Часть 28 из 62 В начало
Для доступа к библиотеке пройдите авторизацию
– Ваше величество, я…
– Нет, – Елизавета поднимает руку. – Я вижу, ты не любишь Эссекса и тебя задевает, когда я его награждаю. Но подумай вот о чем: ты вырос под крылом своего могущественного отца. Я доверяю ему как никому другому и вижу в тебе его продолжение. – Сесил начинает раздуваться от гордости, однако если бы он смотрел королеве в лицо, а не на руки, то увидел бы легкую усмешку, словно ей приходится терпеть его ради пользы, как микстуру доктора Лопеса. – Твоя мать, Господь храни ее душу, была мудрой и достопочтенной женщиной, она до двадцати пяти лет тебя поддерживала. Эссекс едва помнит своего отца, а его мать… – Она выплевывает последнее слово, будто не желает марать им губы. – Эта женщина даже поросятам в матери не годится. Она украла мое самое драгоценное сокровище. – По-видимому, речь о Лестере. – Эссекс даже отчима потерял в юном возрасте. – Двадцать два года – не столь юный возраст. – Видишь ли, Пигмей, возможно, тебе недостает красоты Эссекса, но я вижу твою верность. Ты просто лучишься ею. – Сесилу радостно слышать эти слова. – Эссексу необходим наставник. Кто лучше меня может стать ему отцом и матерью? Не думай, что я ставлю его превыше тебя.

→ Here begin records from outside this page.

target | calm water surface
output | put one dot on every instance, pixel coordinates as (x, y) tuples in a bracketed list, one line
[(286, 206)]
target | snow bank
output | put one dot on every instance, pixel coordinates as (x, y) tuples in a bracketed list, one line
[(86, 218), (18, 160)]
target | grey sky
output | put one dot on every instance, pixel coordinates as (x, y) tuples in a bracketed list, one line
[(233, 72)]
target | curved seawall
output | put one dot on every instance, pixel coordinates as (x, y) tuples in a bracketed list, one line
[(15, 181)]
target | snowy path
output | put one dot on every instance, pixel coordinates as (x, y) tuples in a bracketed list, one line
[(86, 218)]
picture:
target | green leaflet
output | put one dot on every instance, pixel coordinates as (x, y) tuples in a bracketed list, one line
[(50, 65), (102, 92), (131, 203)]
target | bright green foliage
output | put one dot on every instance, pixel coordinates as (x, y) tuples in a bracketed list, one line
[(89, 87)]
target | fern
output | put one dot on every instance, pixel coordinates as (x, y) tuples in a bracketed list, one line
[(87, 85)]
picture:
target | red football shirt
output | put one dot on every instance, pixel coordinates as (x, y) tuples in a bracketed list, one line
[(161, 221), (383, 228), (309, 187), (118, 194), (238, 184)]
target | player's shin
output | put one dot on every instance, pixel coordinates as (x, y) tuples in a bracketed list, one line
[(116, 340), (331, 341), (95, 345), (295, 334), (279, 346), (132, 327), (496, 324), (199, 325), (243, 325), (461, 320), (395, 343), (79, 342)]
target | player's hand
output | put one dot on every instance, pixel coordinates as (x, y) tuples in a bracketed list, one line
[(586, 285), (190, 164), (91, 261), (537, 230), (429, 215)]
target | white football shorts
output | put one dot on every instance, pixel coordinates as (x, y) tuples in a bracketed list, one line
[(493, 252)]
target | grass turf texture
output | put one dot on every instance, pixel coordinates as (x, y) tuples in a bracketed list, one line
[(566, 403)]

Сесил чувствует себя как человек, вспомнивший, что Господь его любит.
– Я едва могу выразить вам свою благодарность, – говорит он. – Я живу лишь ради того, чтобы служить вам. Вам и Англии. – Теперь он понимает, что пытался донести до него отец: главное – служба, остальное – пустяки.
– Преодолей зависть, это отвратительное чувство. – Елизавета протягивает руку. Пора уходить. Целуя ее кольцо, Сесил чувствует, как злоба, зависть, алчность и ревность испаряются, словно он переродился.
Март 1592,
Эссекс-хаус, Стрэнд
– Все-таки я не понимаю, почему ты здесь, а не у мужа, – говорит Летиция.
Пенелопа не хочет думать о Риче, однако ей невольно вспоминаются его слова, когда она объявила, что ждет ребенка от другого.
– Однажды вам придется ответить за ваше поведение, – сказал он. Пенелопа не стала указывать, что он и сам не без греха. Рич выглядел слишком подавленным и угнетенным, чтобы злиться. Некоторое время они сидели в гробовой тишине. Он не спросил, кто отец ребенка; возможно, ему и так это известно. Никогда не знаешь, как далеко распространяются сплетни, если они касаются тебя. Пенелопа пристально наблюдала за королевой, однако не заметила изменений в ее поведении: либо та ничего не знает о прелюбодеянии, либо делает вид, что не знает. Она попыталась коснуться руки мужа, но тот отдернул ее, словно боялся заразиться.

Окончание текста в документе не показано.